Reaping The Trade Whirlwind
The Trump administration has introduced a flurry of regulations and executive orders to protect American industries and workers.
For the better part of the past century, the United States and the West have pontificated on the virtues of global trade. International aid from the World Bank and the International Monetary Fund was frequently conditioned upon developing countries opening up their economies. Third World nations were frequently bamboozled into lowering trade barriers to allow the entry of multinationals and lifting regulations that protected fledgling local manufacturers from foreign competition.
Over the past several decades, multinational corporations ravaged domestic industries and displaced millions of local craftsmen and small farmers in developing countries throughout Asia and Africa. Centuries-old traditional crafts and small scale industries were decimated and indigenous practices swamped by globalization. Not to worry, Western capitalist economists reassured them, it was a heavy, but necessary price. Over time, the rising tides of international capitalism and trade would lift all boats.
Now that the economies of India, China and other emerging countries have lifted, Western capitalist economies are beginning to pull up the drawbridges. Donald Trump’s surprising electoral victory was propelled in no small part by his angry rhetoric against the Trans Pacific Partnership (TPP) and the North American Free Trade Agreement (NAFTA).
The protectionist ideology that swept Trump to power in the United States, also drove the United Kingdom out of the European Union, and is firing up right wing movements from France to Germany and Denmark. Today’s nationalist movements in America and Europe are invoking the same fears and ideologies that animated governments and intellectuals in developing societies throughout the 1970s and 1980s, who were apprehensive that global trade would destroy local industries and hurt domestic labor. International trade at the time was denounced as a license for Western multinationals to pillage their natural resources at bargain basement prices and dump expensive value added finished goods, in which they leveraged their natural advantage of superior technology, upon them.
Now that emerging countries, such as China, have stolen a march on manufacturing and India on business services, the disproportionate financial benefits of imbalanced trade no longer accrue to the West.

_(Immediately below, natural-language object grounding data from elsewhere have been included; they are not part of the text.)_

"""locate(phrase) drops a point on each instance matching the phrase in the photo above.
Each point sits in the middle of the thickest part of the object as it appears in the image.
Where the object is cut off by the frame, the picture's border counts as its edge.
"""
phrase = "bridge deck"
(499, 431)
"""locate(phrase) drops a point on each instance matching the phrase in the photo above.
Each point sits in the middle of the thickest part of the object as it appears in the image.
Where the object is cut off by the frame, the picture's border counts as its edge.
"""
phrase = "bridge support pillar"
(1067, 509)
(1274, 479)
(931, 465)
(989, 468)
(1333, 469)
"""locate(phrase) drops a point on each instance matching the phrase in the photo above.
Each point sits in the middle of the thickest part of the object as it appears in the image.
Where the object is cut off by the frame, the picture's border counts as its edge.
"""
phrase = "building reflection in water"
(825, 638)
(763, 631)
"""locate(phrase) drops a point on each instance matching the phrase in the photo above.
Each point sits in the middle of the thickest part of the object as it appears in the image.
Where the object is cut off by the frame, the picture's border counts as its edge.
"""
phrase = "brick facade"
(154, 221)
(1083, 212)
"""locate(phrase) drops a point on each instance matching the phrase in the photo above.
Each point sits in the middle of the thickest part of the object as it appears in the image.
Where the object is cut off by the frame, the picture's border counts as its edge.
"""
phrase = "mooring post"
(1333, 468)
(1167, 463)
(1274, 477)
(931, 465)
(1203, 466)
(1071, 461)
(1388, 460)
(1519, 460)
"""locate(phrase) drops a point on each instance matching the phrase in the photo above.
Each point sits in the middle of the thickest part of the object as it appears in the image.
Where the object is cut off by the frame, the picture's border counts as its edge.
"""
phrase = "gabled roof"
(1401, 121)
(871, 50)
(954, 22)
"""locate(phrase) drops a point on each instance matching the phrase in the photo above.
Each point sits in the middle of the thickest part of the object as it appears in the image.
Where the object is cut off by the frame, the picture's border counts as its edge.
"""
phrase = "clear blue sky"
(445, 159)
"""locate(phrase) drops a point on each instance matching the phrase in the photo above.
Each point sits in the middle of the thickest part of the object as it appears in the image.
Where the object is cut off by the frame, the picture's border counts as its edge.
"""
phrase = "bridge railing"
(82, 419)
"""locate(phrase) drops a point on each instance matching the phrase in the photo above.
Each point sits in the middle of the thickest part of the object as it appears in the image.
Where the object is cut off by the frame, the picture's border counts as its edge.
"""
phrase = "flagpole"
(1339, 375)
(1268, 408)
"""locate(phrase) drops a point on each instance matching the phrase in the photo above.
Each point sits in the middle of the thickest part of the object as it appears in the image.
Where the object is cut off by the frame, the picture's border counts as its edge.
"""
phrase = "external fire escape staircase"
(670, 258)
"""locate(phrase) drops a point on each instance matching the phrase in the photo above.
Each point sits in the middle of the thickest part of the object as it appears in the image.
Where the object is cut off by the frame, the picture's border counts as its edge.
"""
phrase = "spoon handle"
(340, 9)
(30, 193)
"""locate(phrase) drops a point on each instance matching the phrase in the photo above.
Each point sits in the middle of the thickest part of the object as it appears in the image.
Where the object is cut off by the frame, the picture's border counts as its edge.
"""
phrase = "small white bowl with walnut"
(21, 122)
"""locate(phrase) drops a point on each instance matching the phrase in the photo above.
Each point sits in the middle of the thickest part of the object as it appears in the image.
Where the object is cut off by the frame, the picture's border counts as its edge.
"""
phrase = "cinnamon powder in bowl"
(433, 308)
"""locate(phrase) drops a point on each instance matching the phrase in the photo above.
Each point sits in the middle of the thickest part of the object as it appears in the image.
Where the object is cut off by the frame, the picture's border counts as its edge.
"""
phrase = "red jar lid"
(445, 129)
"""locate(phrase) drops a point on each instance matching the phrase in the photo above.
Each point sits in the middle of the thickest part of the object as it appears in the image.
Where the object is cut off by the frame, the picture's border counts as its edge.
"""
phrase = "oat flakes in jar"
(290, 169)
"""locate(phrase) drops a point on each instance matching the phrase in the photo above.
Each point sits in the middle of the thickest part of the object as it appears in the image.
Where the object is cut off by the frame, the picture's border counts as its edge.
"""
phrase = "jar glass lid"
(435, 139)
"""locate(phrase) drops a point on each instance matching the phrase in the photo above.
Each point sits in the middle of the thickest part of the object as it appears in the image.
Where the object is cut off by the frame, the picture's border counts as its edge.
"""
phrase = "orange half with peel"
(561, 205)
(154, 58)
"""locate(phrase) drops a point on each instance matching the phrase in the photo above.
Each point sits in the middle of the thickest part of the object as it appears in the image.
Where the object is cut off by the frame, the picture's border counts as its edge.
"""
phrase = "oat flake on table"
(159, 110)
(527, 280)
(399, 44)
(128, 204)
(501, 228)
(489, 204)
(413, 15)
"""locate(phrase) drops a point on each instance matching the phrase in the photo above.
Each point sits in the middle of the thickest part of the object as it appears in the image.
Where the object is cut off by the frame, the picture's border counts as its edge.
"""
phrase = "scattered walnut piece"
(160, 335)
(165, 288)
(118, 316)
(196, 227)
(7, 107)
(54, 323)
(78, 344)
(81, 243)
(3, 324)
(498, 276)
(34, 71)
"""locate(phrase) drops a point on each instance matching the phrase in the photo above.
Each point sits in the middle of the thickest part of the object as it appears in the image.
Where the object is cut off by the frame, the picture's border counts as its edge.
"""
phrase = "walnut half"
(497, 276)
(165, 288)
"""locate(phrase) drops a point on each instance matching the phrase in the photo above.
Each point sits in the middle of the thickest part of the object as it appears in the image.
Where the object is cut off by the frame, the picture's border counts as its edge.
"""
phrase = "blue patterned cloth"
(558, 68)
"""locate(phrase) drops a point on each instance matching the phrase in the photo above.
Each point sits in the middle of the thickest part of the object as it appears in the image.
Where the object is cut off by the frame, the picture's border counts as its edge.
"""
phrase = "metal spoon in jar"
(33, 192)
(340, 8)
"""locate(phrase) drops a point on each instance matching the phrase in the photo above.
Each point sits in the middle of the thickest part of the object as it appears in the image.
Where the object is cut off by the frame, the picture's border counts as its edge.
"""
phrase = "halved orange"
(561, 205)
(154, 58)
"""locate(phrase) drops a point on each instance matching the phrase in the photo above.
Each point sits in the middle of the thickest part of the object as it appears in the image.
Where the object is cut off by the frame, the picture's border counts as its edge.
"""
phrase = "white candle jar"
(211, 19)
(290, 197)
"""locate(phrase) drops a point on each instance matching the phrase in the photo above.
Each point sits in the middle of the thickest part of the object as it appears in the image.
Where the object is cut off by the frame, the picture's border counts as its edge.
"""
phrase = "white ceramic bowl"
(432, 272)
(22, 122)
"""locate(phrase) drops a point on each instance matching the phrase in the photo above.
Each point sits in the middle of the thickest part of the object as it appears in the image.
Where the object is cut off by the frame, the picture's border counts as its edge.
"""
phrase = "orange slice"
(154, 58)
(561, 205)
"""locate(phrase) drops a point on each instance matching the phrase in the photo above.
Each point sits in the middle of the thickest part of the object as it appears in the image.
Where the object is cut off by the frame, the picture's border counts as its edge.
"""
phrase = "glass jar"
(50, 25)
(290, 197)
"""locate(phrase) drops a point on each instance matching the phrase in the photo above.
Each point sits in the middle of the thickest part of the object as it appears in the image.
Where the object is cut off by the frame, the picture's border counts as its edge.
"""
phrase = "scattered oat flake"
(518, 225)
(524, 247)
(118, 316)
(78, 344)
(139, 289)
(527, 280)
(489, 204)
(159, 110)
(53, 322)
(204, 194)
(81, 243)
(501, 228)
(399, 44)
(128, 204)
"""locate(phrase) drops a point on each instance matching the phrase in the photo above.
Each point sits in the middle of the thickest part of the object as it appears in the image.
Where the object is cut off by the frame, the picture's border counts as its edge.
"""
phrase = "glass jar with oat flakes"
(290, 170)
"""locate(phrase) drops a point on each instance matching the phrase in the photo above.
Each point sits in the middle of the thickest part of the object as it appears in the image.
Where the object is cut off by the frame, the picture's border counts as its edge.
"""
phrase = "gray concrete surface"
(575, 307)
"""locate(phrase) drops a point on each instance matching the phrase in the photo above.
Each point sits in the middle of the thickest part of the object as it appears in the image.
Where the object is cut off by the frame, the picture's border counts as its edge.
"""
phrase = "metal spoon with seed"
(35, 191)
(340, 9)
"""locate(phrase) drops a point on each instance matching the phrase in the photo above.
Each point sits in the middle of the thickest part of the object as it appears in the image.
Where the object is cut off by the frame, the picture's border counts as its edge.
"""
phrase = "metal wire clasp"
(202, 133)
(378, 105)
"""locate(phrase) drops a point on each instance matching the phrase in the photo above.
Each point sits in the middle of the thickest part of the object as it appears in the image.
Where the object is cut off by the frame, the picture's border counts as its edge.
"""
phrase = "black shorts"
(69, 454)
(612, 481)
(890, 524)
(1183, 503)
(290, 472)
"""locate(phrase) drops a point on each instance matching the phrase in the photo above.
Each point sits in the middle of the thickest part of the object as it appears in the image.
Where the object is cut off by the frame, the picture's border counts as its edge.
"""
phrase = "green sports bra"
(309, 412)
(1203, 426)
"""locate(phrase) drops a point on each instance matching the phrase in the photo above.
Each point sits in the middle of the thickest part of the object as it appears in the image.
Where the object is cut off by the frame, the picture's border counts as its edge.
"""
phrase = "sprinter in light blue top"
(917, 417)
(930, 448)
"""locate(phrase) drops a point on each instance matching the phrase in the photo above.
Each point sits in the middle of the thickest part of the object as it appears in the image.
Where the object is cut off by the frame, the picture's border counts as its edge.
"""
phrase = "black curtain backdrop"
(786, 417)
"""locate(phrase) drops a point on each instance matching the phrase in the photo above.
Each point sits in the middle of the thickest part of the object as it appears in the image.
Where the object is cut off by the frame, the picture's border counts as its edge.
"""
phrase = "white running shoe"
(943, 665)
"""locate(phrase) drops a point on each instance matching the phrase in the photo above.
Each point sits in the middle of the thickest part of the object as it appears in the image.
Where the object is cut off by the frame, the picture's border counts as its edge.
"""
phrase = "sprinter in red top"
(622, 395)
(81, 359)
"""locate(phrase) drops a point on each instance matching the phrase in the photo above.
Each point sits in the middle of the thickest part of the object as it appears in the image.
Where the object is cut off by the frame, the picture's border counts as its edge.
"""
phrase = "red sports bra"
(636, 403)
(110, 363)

It is not that the playing field is no longer level, as Pres. Trump is often at great pains to complain. It is more level than it ever has been. The real problem for Western countries now is that the rules of the game — rules they set — no longer tilt to their benefit.
So, the West wants to revamp the rules of global trade. The Trump administration has introduced a flurry of regulations and executive orders to protect American industries and workers. It is tightening the noose on H1B visas, ostensibly because of fears of immigration abuse, but which India’s External Affairs Ministry spokesperson Gopal Baglay has said, “is not an immigration issue; it is a trade and services issue.”
The new administration has announced a national security review designed to clamp down on steel imports to protect its domestic It has issued a presidential memorandum withdrawing from the TPP, declared its intention to renegotiate or pull out of NAFTA, and Pres. Trump has signed an America First executive order directing all government agencies to buy American and hire American.
Pres. Trump’s policies echo the self-sufficiency economic themes of India’s independence movement and the half century that followed independence.
But there is something fundamentally incongruous between a swadeshi movement mobilized around India’s independence struggle and resisting economic imperialism to protect indigenous craftsmen and Trump’s America First ideology that strives to turn back the clock on a tottering legacy industry, such as coal, to save a handful of overpriced, unskilled jobs.
The economic “creative destruction” that free trade unleashed after World War II, which decimated everything from the rare Patola sari in Patan, Gujarat, to the ittar industry in Kannauj, U.P., is now turning its fury on the last vestiges of old-school manufacturing and legacy industries in the West.
The new nationalism that xenophobes in America and Europe are riding is but a punctuation stop, for having sowed the winds of global trade, the West has no escape from reaping the whirlwinds now buffeting its shores.